At the August 1, 2013 hearing, the Chancery Court approved the proposed Settlement and entered the proposed Final Judgment.  That Judgment became final (no longer subject to appeal) on August 31, 2013.  Checks were mailed to class members on October 2, 2013.

KL Obtains Final Approval of Settlement on Behalf of Former Unitholders of the IMH Secured Loan Fund

The Settlement provides for the exchange of up to approximately 2.5 million shares of IMH Financial Corp for $20 million face amount of 5-year notes yielding 4% per year, the issuance of up to $10 million in senior secured convertible notes maturing in June 2016 yielding 17% per annum and paying 115% of face amount at maturity, and certain corporate governance measures.

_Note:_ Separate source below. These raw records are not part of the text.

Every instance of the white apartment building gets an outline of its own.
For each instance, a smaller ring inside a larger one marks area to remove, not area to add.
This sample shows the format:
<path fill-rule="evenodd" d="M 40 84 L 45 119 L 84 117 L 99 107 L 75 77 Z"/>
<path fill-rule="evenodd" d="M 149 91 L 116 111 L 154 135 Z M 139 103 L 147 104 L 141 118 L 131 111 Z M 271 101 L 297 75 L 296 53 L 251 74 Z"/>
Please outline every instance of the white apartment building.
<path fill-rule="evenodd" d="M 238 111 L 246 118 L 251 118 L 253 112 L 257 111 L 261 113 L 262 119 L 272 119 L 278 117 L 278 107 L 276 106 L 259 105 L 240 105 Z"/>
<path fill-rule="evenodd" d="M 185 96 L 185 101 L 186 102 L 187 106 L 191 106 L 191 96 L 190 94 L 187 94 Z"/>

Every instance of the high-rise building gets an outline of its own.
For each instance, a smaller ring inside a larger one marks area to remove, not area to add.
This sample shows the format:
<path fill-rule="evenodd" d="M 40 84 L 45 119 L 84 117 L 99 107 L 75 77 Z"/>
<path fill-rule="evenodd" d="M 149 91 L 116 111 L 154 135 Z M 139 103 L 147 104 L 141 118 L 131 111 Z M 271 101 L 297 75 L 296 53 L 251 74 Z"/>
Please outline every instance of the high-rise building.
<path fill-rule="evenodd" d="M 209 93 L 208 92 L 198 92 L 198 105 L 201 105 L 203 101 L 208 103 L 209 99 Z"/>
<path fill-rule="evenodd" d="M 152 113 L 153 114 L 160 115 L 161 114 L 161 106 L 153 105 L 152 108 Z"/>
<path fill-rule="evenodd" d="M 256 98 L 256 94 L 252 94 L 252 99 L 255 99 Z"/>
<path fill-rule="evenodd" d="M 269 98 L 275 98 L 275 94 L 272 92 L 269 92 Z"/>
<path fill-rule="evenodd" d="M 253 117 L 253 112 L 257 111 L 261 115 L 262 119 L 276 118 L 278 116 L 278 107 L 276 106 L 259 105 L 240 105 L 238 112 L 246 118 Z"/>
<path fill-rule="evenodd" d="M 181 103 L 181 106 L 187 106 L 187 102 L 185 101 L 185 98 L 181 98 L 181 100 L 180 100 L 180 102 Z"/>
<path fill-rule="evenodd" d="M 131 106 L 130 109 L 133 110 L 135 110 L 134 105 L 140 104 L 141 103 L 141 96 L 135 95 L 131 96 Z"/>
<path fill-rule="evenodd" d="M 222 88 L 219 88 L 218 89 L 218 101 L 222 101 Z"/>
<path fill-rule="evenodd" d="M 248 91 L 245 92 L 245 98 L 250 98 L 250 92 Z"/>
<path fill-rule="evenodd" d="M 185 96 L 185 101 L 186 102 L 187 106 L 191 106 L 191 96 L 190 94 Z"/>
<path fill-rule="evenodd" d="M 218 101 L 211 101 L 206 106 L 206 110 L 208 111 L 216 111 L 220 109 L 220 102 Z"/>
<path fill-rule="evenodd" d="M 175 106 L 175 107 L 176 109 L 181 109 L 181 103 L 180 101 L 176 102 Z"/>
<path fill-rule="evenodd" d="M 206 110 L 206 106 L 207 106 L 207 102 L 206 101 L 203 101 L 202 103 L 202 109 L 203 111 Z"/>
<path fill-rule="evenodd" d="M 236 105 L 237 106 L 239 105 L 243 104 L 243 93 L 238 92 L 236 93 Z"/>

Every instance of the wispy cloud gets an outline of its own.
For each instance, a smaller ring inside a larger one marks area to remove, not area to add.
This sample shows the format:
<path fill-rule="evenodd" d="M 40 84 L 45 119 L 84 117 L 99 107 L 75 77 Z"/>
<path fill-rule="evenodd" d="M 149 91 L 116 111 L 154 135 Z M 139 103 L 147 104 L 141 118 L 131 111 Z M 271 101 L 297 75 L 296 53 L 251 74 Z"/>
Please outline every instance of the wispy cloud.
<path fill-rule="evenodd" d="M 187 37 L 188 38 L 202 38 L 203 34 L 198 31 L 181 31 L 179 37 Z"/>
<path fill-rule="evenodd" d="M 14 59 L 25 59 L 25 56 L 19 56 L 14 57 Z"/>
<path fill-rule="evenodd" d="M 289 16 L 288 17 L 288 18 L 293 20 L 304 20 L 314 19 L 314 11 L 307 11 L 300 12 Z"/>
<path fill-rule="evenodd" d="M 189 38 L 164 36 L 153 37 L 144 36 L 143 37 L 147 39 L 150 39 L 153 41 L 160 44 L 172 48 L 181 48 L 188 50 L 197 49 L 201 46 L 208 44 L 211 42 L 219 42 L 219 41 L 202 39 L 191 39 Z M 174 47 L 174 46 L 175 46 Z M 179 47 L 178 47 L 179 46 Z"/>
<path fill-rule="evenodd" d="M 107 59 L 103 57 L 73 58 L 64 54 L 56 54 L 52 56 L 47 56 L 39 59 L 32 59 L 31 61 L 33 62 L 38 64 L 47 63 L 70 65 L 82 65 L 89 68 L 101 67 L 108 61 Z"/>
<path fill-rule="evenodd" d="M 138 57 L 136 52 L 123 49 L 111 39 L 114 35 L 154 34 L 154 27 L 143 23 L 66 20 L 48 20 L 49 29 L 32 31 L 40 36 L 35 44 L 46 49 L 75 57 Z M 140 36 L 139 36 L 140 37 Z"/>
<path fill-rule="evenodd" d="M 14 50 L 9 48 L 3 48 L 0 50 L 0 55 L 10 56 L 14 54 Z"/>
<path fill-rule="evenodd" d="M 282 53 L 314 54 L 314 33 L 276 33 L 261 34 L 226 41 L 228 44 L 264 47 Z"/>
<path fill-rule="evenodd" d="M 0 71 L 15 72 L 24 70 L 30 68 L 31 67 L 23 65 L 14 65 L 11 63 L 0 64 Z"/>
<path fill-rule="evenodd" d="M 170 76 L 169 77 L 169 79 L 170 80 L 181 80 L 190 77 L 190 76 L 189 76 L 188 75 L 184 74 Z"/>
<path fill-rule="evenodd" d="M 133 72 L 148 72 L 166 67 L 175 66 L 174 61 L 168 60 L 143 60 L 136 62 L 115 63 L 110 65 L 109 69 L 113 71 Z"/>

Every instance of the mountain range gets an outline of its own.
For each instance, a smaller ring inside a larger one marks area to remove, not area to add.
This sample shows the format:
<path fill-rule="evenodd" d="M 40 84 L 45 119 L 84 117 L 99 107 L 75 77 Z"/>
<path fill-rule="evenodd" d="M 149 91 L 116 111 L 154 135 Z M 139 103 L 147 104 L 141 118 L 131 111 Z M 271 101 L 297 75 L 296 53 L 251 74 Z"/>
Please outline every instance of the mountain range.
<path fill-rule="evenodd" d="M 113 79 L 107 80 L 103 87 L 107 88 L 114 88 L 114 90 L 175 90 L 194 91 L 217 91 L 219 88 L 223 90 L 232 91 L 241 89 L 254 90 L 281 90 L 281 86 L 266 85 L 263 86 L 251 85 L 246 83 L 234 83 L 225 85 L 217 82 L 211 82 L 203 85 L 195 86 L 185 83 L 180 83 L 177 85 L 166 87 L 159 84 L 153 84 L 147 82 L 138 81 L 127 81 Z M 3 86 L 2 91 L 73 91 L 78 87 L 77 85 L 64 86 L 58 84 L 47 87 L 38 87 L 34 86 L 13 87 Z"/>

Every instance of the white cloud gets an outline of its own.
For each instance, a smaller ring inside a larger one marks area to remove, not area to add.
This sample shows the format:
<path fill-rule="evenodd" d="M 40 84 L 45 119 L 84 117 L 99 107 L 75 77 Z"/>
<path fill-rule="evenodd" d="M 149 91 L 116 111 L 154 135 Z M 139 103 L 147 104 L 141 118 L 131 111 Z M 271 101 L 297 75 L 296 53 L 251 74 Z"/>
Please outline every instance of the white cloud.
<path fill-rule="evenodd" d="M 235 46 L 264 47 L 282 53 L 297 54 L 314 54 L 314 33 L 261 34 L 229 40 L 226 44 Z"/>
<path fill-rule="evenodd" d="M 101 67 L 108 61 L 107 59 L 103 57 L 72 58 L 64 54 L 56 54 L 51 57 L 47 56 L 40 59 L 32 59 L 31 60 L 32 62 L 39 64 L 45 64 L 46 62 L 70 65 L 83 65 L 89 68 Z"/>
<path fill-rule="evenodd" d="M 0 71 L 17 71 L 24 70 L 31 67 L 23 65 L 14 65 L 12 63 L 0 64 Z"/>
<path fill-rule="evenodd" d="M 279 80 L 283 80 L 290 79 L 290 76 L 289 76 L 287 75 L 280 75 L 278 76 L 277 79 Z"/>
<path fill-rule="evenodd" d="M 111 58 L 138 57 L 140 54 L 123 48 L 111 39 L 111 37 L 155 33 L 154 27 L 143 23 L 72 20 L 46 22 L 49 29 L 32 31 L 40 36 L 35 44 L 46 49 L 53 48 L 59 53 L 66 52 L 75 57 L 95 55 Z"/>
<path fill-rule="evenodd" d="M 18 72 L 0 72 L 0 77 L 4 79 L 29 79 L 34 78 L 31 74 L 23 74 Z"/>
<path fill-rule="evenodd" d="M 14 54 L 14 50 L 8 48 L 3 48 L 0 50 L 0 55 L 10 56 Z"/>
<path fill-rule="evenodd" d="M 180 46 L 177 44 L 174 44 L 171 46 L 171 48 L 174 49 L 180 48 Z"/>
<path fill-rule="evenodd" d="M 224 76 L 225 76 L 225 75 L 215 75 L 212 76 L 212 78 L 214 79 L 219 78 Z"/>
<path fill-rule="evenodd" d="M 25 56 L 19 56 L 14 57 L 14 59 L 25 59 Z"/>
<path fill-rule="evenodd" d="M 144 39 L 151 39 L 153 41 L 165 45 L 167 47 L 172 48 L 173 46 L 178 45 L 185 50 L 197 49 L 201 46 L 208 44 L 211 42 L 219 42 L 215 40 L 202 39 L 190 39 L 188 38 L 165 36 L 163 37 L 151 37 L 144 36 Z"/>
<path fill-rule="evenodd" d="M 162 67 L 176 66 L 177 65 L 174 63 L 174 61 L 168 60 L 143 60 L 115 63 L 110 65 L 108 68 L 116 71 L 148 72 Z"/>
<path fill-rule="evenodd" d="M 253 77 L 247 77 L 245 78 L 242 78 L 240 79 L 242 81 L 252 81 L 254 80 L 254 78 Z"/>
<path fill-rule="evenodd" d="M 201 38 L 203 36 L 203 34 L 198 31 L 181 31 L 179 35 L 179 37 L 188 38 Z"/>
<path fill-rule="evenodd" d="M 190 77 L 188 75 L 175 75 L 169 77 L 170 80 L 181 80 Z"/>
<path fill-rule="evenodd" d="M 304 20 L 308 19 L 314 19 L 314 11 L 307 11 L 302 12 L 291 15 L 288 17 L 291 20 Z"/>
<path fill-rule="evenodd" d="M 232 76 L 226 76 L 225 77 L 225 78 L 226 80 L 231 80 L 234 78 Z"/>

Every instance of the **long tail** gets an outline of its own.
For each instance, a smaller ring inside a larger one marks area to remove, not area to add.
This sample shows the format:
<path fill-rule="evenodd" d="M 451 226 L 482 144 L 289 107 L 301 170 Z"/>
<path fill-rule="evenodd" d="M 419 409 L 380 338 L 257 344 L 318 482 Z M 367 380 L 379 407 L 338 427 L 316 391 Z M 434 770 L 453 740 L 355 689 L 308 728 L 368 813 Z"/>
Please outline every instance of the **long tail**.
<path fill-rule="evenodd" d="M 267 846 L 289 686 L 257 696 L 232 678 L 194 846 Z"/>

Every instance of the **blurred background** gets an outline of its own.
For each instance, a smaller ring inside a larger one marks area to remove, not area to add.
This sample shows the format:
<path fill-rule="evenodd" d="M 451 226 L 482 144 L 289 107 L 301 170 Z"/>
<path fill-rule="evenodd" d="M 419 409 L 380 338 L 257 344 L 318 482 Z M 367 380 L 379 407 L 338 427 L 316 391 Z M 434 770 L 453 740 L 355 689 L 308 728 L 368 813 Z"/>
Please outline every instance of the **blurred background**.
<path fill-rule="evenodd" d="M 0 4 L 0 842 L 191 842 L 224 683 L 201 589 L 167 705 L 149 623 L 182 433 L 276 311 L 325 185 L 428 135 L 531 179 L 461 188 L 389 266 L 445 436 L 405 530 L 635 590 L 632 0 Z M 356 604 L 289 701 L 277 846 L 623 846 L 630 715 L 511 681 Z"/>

On January 31, 2012, Class Plaintiffs reached a proposed settlement of the class action challenging the terms of the conversion of the IMH Secured Loan Fund to IMH Financial, Inc. The proposed settlement was the subject of extensive confirmatory discovery and the product of challenging negotiations over the Stipulation of Settlement and all of the documents necessary to facilitate the two securities offerings provided for by the Settlement. The Stipulation of Settlement was executed on March 19, 2013 and a Notice describing the Settlement was mailed to class members on April 17, 2013 along with an Accredited Investor Status Certificate and Investor Advisory Committee Questionnaire. The Settlement Hearing was initially scheduled for June 20, 2013 but was held on July 18, 2013.  Three IMH shareholders, who objected to the Settlement, were heard by the Chancery Court, after which the Court denied the objections of two of the objectors and requested a modification of the release set forth in the proposed Final Judgment to address the claims of the third objector who has a pending individual action in Arizona.  The parties so modified the release and the Chancery Court entered the revised Final Judgment on July 26, 2013.

On August 23, 2013, the objector who has a pending action in Arizona filed a notice of appeal of the Court’s approval of the settlement with the Delaware Supreme Court.  On August 27, 2013, one of the other objectors also filed a notice of appeal.  These objectors ultimately withdrew their appeals, allowing for the Settlement to become final.